Friday, April 16, 2010

Greenberg

GREENBERG (Noah Baumbach, 2010)

In the dramedy GREENBERG Ben Stiller’s forty-year-old Roger Greenberg returns to California fresh off of a nervous breakdown and still nurturing his bitterness about pretty much everything. For six weeks Greenberg is to watch over his brother’s house, but doing nothing, save for the occasional carpentry, is his primary goal. He meets up with some old friends and begins a romance of a sort with his brother’s 25-year-old assistant Florence Greta Gerwig, but Greenberg can be so intent on being miserable and dragging others down with him that he’s in danger of pushing everyone away.

Writer-director Noah Baumbach’s most recent films, THE SQUID AND THE WHALE and MARGOT AT THE WEDDING, have found humor and pain through the examination of hurt people hurting people. GREENBERG continues that thematic exploration with the study of a prickly and self-sabotaging title character who isn’t a charming rogue but, to put it bluntly, a jerk.

Greenberg feels his life has spun out of control and attempts to bring order to it, whether through rehearsing his behavior, writing complaint letters, or lashing out when he feels others may be hitting a nerve. Stiller often makes Greenberg’s hostility and rants funny, but his strongest work comes in exercising the character’s worst reflexes without trolling for sympathy. The performance requires looking beyond the surface to see a wounded soul who believes he can only feel better by making others miserable.

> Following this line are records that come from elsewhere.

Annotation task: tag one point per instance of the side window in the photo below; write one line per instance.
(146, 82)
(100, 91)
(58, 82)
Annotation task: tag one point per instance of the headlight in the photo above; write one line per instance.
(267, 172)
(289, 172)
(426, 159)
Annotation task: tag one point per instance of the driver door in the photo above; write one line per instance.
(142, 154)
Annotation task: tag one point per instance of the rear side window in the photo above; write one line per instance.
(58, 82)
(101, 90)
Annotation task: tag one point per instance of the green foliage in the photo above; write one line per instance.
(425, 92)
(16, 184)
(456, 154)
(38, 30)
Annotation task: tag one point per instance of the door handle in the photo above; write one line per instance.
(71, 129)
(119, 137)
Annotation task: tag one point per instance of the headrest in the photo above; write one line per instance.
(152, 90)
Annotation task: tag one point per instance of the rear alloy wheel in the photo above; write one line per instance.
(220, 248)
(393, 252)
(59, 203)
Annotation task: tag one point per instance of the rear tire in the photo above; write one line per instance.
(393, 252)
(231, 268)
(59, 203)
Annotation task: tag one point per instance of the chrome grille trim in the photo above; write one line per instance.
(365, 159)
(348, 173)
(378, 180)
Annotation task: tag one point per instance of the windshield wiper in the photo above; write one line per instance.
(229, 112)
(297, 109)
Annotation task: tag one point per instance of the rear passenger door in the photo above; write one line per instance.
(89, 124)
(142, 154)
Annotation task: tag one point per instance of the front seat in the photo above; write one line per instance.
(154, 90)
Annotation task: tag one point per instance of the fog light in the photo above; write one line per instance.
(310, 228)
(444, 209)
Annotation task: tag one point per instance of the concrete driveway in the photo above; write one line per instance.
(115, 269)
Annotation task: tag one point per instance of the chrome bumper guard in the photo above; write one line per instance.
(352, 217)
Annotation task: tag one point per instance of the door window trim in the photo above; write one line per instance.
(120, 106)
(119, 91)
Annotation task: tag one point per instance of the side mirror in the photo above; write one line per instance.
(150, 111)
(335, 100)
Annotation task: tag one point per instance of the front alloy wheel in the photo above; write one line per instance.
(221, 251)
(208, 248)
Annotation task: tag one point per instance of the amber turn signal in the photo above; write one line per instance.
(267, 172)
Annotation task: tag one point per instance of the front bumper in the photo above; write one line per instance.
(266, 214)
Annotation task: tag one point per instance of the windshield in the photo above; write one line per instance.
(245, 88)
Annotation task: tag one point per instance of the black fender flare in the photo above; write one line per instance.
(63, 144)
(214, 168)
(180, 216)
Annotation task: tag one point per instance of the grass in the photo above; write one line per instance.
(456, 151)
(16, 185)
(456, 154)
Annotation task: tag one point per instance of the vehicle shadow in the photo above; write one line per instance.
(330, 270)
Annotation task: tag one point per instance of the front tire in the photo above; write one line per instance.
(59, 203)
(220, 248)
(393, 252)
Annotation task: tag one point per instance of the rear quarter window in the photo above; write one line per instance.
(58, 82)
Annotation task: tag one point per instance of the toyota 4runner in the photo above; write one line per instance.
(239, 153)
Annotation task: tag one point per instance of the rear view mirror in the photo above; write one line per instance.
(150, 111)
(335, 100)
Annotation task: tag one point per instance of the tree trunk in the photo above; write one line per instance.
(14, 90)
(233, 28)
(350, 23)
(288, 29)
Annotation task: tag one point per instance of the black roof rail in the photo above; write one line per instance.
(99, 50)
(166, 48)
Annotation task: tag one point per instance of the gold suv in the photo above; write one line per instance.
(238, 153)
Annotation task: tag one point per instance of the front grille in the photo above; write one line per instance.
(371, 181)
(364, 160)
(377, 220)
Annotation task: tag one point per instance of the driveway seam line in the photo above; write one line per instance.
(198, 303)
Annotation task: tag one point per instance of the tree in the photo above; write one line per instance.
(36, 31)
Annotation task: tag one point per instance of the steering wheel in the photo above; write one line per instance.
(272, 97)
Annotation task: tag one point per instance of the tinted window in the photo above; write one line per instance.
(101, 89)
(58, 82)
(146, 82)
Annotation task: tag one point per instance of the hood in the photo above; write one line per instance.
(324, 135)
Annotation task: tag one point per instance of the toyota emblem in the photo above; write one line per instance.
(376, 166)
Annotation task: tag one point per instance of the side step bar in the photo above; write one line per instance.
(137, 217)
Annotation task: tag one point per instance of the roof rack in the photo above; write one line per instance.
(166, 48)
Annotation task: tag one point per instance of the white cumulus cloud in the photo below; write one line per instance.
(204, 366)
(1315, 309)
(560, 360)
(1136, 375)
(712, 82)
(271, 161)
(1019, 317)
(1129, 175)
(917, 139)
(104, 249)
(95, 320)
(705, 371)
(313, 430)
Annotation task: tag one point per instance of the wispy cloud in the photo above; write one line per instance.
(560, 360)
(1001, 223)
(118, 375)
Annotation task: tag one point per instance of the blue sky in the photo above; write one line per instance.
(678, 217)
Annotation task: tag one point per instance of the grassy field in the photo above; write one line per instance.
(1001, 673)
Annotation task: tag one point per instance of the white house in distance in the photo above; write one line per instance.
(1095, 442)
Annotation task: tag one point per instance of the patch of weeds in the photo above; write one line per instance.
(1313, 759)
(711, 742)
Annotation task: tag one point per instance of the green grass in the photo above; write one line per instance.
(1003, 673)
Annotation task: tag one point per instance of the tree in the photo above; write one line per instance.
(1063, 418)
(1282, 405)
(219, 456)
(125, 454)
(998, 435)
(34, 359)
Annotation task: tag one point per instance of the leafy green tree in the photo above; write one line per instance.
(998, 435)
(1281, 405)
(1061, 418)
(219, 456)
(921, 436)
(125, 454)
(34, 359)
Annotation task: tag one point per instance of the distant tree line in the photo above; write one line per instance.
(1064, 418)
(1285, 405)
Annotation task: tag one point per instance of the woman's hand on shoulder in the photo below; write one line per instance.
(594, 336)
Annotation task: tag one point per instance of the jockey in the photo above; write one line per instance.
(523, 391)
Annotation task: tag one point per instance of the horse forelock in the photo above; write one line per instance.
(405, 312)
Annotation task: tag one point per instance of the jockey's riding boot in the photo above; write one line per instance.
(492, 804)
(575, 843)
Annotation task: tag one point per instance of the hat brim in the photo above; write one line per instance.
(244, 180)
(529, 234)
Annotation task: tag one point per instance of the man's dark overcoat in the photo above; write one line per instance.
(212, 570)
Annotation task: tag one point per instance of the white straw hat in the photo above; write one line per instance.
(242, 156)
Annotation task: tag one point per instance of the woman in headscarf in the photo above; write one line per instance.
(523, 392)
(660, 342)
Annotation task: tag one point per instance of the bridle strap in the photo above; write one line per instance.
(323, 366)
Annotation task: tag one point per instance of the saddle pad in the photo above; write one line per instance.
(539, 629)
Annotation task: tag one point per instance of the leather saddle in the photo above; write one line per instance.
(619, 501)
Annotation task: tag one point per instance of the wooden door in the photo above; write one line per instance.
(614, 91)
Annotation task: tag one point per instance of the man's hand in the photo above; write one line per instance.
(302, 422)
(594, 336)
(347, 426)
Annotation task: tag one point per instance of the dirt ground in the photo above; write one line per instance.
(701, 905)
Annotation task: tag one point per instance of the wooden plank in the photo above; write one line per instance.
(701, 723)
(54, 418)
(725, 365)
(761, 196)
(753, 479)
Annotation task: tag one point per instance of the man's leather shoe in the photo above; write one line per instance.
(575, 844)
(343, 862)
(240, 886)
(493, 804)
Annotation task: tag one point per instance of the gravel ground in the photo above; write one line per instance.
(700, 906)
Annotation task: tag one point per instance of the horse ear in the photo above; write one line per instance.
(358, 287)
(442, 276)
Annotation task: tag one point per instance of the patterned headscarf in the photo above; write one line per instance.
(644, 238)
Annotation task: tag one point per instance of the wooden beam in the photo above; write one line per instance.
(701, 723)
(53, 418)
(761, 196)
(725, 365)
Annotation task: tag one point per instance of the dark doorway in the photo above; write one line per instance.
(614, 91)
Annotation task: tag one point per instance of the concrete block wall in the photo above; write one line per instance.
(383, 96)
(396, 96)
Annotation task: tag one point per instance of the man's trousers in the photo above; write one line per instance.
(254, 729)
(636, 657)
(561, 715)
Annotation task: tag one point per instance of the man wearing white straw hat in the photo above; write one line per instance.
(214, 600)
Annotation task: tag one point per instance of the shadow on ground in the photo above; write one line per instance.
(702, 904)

Florence spots the vulnerability Greenberg obscures with his gruff nature, which is why Gerwig’s performance is key to making the film successful. Florence and Greenberg are kindred spirits searching for the same answers. She just hasn’t reached the moment when disappointment and doubt transform into despair. In inhabiting Florence’s awkward and unguarded optimism, Gerwig lets the character demonstrate another way of dealing with life’s bruises without becoming a redemptive figure.

Baumbach’s writing and direction of these characters display more of a novelistic touch that can make them tough to like all the time, but the approach produces a deeply felt view of flawed individuals.